Forget the carbon tax, boat people, earthquakes, dust clouds and Piers Akerman. Here’s the big issue of the day – the anti-π movement, π being the famous ratio of a circle’s circumference to its diameter.
I know! I was aghast as well. Who could possible be anti-π ? In fact the world of mathematics is reeling from the schism in its ranks.
For those who’ve been hibernating in a cave for a year or so, the trouble started with the Tau Manifesto. In a nutshell, the Tau movement decided that our beloved π (there, I’ve nailed my colours to the mast), is actually the wrong constant to be using, and it should be Tau (τ), which is defined at 2π .

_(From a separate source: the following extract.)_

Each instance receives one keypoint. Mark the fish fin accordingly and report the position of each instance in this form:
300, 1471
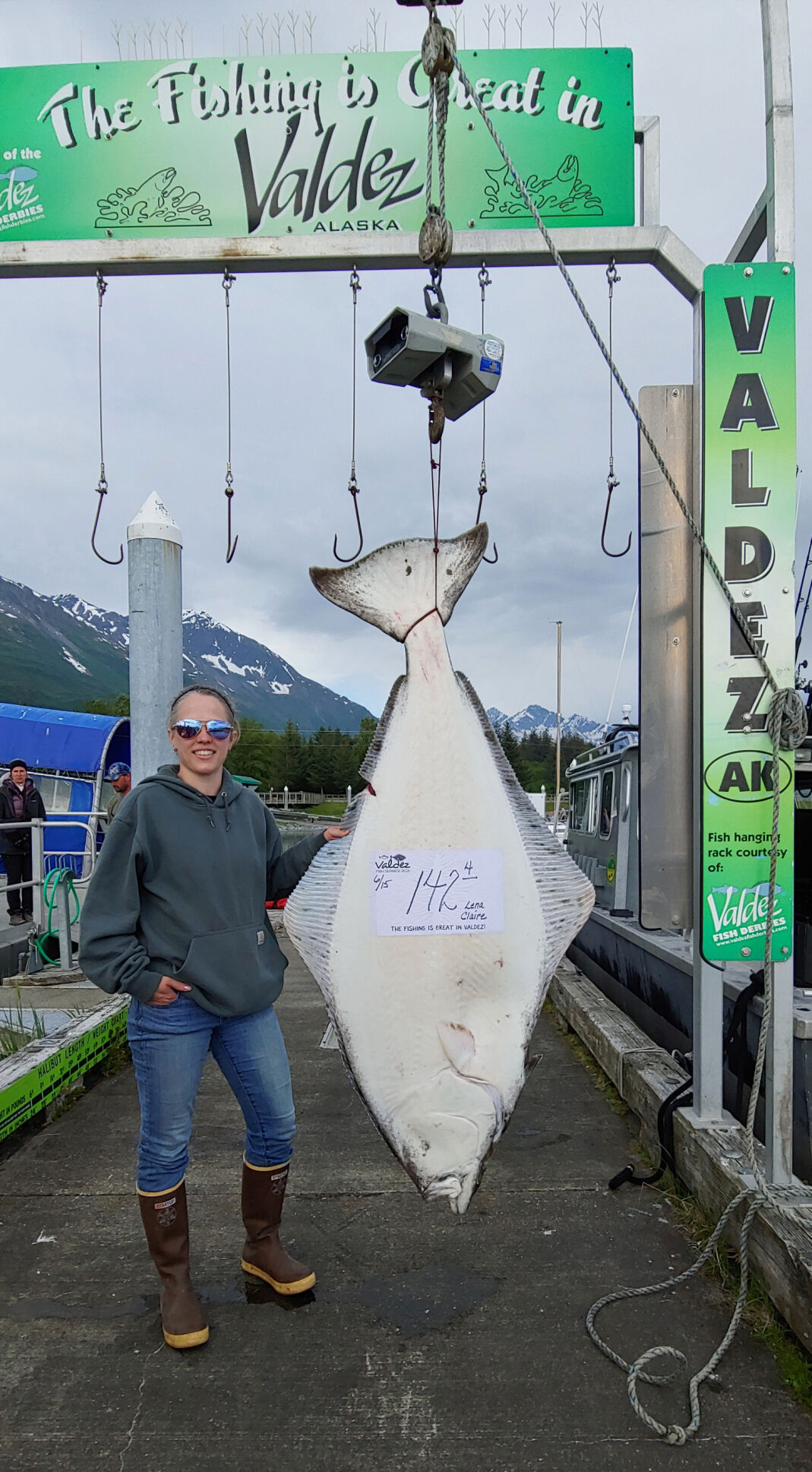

Why? I hear you ask. Well as far as I can figure out, it’s to simplify the various formulae in the mathematical world. There is also a philosophical argument that it’s more meaningful to take the ratio of circumference to radius, but I don’t buy it.
In response to the Tau manifesto, we now the have Pi Manifesto, which gives the truth of the holy number, which is writ in the very geometry of the universe – at least for Euclidean space.
I’m sure after you’ve had a chance to read it, you’ll be convinced.
And my favourite quote on the subject comes from mathematician Siddhartha Gadgil, who says:
“The whole notion of replacing π by 2π is silly since we all are very comfortable with π and multiplication by two.”
So, you Tauists, what is it you have difficulty with: π itself, or, operations involving 2?